RE: NFSoRDMA developers bi-weekly meeting minutes (11/20)

2014-11-24 Thread Yan Burman


 -Original Message-
 From: Shirley Ma [mailto:shirley...@oracle.com]
 Sent: Friday, November 21, 2014 00:00
 To: Cheng, Wendy; Charles EDWARD Lever; anna.schuma...@netapp.com;
 devesh.sha...@emulex.com; dledf...@redhat.com;
 dominique.marti...@cea.fr; jeffrey.c.bec...@nasa.gov; rsdance@soft-
 forge.com; s...@lanl.gov; spra...@redhat.com; ste...@redhat.com;
 sw...@opengridcomputing.com; Yan Burman; linux-rdma; Linux NFS Mailing
 List
 Subject: Re: NFSoRDMA developers bi-weekly meeting minutes (11/20)
 
 
 On 11/20/2014 12:15 PM, Cheng, Wendy wrote:
  -Original Message-
  From: Shirley Ma [mailto:shirley...@oracle.com]
  Sent: Thursday, November 20, 2014 10:24 AM
 
  
  iser 8K could reach 4.5GB/s in 56Gb/s link speed, 1.5 million IOPS.
  32K could reach 1.8 million IOPS
 
 
  How did the ISER data get measured ? Was the measure done on ISER layer,
 block layer, or filesystem layer ?
 
 Here is the link on iser how to set up and measure performance:
 http://community.mellanox.com/docs/DOC-1483

Actual numbers are (there seems to be some misunderstanding in the meeting 
minutes):
For single LUN/session in iSER on ConnectX-3 FDR link with 8 core 2.6GHz Xeon 
are:
8K block size reaches 2.5GB/s
Somewhere between 16K and 32K block size iSER reaches 5.5GB/s which is almost 
line rate
256K block size gives 5.7GB/s

With 16 sessions, it is possible to reach 1.7M IOPS with 1K block size and 
about 600K IOPS with 8K block size.

Note these numbers are for SCST iSER implementation and there are some more 
tunings and enhancements
that can be applied to further improve performance.

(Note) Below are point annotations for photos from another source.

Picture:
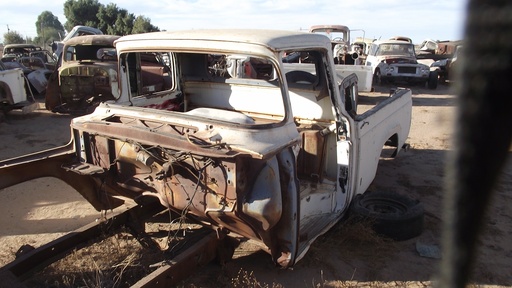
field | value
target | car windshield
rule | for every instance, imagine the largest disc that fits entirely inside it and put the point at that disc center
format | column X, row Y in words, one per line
column 396, row 50
column 90, row 53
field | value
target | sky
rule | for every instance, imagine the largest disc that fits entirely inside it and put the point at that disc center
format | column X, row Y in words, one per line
column 378, row 19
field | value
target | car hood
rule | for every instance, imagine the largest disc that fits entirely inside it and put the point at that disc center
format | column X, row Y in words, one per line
column 398, row 59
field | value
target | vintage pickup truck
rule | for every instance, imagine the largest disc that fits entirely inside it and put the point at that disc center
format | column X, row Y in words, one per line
column 12, row 91
column 213, row 124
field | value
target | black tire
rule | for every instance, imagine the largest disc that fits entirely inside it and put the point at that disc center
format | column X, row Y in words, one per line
column 391, row 214
column 433, row 79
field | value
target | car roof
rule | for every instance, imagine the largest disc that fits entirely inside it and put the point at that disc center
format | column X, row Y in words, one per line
column 378, row 42
column 102, row 40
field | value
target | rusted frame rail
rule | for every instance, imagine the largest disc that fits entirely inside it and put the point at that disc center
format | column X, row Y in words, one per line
column 171, row 272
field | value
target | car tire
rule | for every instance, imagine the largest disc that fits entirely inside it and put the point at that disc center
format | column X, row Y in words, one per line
column 433, row 80
column 390, row 214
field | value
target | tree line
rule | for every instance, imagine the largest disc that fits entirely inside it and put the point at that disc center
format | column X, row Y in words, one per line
column 110, row 19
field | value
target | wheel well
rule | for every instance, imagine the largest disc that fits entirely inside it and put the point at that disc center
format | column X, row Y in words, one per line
column 5, row 93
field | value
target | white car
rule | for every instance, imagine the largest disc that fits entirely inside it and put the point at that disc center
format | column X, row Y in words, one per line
column 395, row 60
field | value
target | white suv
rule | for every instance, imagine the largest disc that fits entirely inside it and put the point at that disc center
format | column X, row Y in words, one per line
column 395, row 60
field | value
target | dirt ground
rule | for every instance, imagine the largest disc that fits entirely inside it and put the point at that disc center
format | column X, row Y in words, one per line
column 347, row 256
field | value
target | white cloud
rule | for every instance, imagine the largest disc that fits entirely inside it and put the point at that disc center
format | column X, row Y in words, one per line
column 438, row 19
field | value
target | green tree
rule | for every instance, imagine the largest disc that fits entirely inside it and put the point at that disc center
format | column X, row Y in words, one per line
column 81, row 12
column 13, row 37
column 115, row 21
column 142, row 25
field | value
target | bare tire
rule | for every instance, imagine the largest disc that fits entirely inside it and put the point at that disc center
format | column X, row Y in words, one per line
column 391, row 214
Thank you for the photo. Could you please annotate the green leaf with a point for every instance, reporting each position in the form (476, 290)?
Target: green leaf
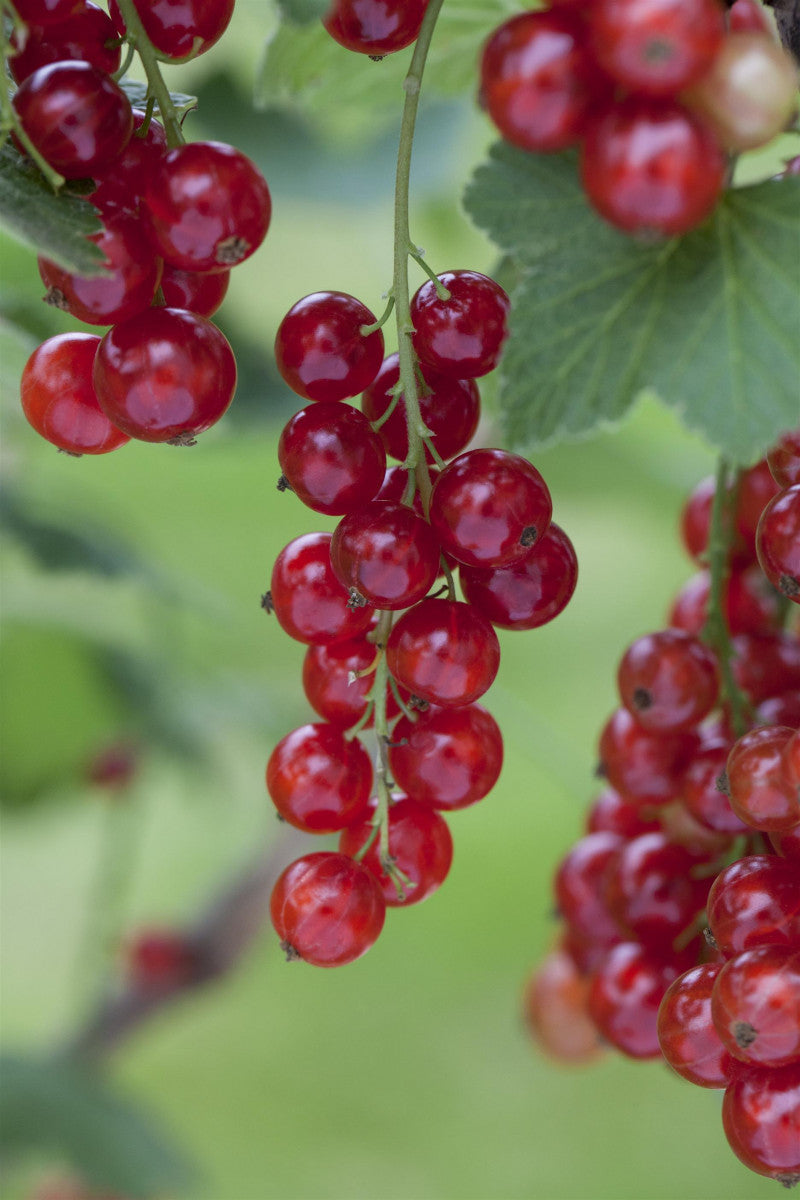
(68, 1114)
(708, 321)
(55, 226)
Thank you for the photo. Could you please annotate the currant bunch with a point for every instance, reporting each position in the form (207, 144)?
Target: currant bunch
(655, 96)
(419, 678)
(175, 219)
(698, 832)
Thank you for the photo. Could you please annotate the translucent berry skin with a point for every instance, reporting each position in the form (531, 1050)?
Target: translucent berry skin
(385, 553)
(761, 1117)
(757, 787)
(331, 459)
(755, 901)
(462, 336)
(756, 1005)
(450, 409)
(785, 460)
(374, 27)
(326, 910)
(554, 1009)
(310, 603)
(777, 543)
(651, 168)
(530, 592)
(191, 27)
(194, 291)
(318, 779)
(444, 652)
(657, 47)
(624, 997)
(668, 681)
(449, 757)
(82, 36)
(686, 1035)
(164, 375)
(320, 351)
(209, 207)
(540, 79)
(644, 767)
(78, 119)
(59, 399)
(419, 841)
(125, 289)
(489, 507)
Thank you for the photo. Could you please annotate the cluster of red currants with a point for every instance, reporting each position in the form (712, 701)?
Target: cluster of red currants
(656, 96)
(175, 219)
(485, 511)
(699, 829)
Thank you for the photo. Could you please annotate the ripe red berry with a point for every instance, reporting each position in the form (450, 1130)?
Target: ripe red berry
(209, 207)
(326, 909)
(374, 27)
(331, 459)
(540, 79)
(656, 46)
(420, 844)
(449, 757)
(530, 592)
(307, 599)
(462, 336)
(489, 507)
(319, 779)
(59, 400)
(385, 555)
(686, 1035)
(320, 351)
(164, 375)
(78, 119)
(651, 167)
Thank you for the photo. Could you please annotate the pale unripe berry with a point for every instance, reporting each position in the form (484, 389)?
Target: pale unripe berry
(750, 93)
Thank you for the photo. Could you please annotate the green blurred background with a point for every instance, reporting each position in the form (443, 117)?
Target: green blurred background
(407, 1075)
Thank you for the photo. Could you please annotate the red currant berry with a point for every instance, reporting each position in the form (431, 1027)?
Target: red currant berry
(686, 1033)
(449, 757)
(318, 779)
(755, 901)
(540, 79)
(209, 207)
(761, 1117)
(656, 46)
(444, 652)
(331, 459)
(178, 30)
(463, 335)
(777, 543)
(86, 35)
(320, 349)
(326, 909)
(78, 119)
(126, 287)
(164, 375)
(651, 168)
(489, 507)
(307, 599)
(420, 844)
(450, 411)
(374, 27)
(385, 555)
(59, 399)
(194, 291)
(530, 592)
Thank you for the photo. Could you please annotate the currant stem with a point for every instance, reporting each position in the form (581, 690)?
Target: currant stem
(715, 630)
(156, 84)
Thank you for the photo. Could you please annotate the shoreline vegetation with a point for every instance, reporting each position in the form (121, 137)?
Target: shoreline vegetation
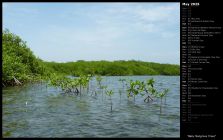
(20, 65)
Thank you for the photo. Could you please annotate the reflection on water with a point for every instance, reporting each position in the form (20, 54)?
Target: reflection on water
(36, 111)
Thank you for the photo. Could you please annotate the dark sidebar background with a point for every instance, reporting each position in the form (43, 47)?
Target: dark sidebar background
(201, 69)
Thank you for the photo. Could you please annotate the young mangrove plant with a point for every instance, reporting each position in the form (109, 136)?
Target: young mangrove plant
(110, 93)
(123, 82)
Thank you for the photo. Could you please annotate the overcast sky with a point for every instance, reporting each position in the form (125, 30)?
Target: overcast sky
(97, 31)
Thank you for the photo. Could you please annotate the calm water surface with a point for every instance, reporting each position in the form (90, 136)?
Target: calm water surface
(35, 110)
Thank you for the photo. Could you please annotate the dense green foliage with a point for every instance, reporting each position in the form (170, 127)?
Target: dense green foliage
(114, 68)
(19, 61)
(21, 65)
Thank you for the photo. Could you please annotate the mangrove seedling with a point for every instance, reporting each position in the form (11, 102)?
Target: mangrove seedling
(110, 93)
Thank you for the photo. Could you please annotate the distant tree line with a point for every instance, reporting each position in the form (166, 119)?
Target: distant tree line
(20, 65)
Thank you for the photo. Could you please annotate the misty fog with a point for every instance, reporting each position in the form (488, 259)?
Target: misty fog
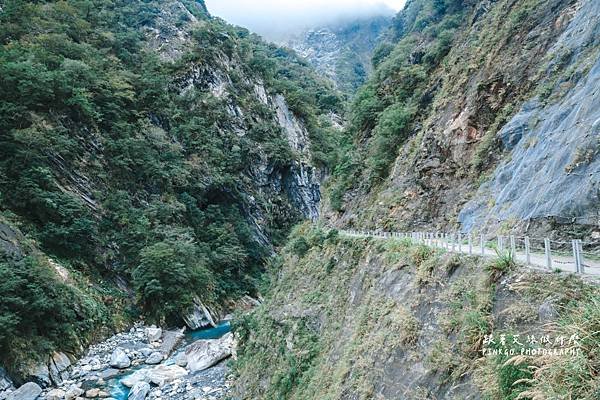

Another issue that came up is the benefit of RDMA vs send.
In order to check that you can use ib_send_lat vs ib_write_lat and see the 
latencies of different block sizes.
From past experience RDMA starts to get more efficient somewhere around 8K.

Yan

--
To unsubscribe from this list: send the line unsubscribe linux-rdma in
the body of a message to majord...@vger.kernel.org
More majordomo info at  http://vger.kernel.org/majordomo-info.html


Re: NFSoRDMA developers bi-weekly meeting minutes (11/20)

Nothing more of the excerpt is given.